At last! I know why I feel unconfortable with simple database abstraction layers like propel. Just imagine you want to manage users. Users may be in one or several groups that grant them with
credentials.
We need something like this:
If we do let our database schema as is, we let the complexity of data modelisation up to the application programmer. This often leads to multiple queries and poorly optimized database usage. In
facts what we would really be interested in from this schema would be having a view combining every elements of app_user and the associated credentials so in one query we can get
everything we want. The problem here is we might have multiple credentials for each user. The solution would be here to collect all the credentials associated with a user and put them in an
array in our view.
Collecting data over a query and sending them as a single value is an aggregate, so we are going to declare an aggregate collect_elt that returns an array of all the values of a column
and return them in an array.
CREATE AGGREGATE collect_elt(anyelement) (SFUNC = array_append, STYPE = anyarray, INITCOND = '{}');
Now we can safely create our view in an other schema to supersed our app_user table:
CREATE VIEW greg.app_user AS
SELECT
a.first_name,
a.last_name,
a.email,
collect_elt(b.credential)
FROM
app_user_group
JOIN app_user a ON a.id = app_user_group.user_id
JOIN app_group b ON b.name = app_user_group.group_name
GROUP BY
a.first_name,
a.last_name,
a.email
;
So if I am logged as the user greg, a SELECT on the app_user table should show me something like this
first_name | last_name | email | collect_elt
------------+-----------+--------------------+------------------------
firstname2 | lastname2 | email2@domain.com | {administrator,normal}
firstname1 | lastname1 | email1@domain1.com | {normal}
(2 rows)
With only one query, we are able to retrieve all the relevant informations about our user. Of course, app_group is still available if you want to deal with groups administration. Doing this, we
saved lot and lot of extra queries.
As we know now about arrays, it may be intersting to say : let s have several credentials for a group stored in an array in the table group. This presents some advantages :
- no need for a new complex set of tables to handle a N-M relation between groups and credentials.

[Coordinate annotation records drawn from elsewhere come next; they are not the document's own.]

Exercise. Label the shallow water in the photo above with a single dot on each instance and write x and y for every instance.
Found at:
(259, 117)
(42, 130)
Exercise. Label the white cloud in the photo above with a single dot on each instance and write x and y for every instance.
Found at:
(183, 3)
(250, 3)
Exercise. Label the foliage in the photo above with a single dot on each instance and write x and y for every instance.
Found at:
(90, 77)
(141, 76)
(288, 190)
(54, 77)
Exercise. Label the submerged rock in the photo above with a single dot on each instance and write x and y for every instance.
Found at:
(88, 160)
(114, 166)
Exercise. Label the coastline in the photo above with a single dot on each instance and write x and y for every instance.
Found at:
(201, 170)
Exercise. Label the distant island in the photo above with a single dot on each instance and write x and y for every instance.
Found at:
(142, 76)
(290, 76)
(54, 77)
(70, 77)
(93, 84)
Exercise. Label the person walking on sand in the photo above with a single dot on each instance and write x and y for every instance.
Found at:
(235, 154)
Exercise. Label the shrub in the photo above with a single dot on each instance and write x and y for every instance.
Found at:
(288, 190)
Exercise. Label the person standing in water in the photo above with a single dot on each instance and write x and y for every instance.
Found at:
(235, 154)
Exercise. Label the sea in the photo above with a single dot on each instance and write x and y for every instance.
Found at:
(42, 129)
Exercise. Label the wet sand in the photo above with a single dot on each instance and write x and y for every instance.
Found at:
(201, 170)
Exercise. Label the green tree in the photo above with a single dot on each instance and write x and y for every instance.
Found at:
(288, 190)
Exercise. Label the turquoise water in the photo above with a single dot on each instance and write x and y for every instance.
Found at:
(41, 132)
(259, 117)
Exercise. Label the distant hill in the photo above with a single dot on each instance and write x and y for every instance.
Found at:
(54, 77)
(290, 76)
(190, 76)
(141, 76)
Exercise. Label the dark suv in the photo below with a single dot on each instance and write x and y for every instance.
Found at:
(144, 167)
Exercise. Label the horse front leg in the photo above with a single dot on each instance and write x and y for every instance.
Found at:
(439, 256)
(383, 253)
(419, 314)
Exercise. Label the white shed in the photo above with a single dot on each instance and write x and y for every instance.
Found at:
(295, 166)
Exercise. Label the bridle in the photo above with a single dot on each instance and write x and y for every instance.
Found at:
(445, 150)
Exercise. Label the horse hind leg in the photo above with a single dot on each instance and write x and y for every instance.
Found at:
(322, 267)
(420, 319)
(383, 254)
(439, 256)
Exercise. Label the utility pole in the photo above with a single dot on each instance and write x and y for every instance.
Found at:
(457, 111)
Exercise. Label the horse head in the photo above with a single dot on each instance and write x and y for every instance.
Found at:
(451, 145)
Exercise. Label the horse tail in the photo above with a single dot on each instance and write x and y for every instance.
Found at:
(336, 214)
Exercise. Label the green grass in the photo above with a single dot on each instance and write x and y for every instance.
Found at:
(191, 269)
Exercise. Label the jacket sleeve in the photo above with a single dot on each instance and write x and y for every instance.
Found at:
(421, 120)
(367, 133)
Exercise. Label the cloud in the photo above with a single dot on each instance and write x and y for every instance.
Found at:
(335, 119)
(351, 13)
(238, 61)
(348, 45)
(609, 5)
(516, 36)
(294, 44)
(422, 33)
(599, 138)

- we let the application admins free to save whatever credentials they want without having a table credentials polluted with 80% of non used records.
Table "public.app_group"
Column | Type | Modifiers
-------------+---------------------+-----------
name | character varying | not null
credentials | character varying[] |
SELECT * FROM app_group ;
name | credentials
-----------+--------------------------
normal | {normal_users}
admin | {normal_users,admins}
webmaster | {normal_users,webmasters}
The type VARCHAR[] indicates our credentials are now an array of VARCHAR. What we would like now is an aggregate that collect elements of arrays that are not already in my collected array
of credentials. This means, if a user has several times the same credential, we want it to appear once in our view. Such a function does not exist with a fresh install of Postgresql, we need to
create it (assuming the language plpgsql is available in this database).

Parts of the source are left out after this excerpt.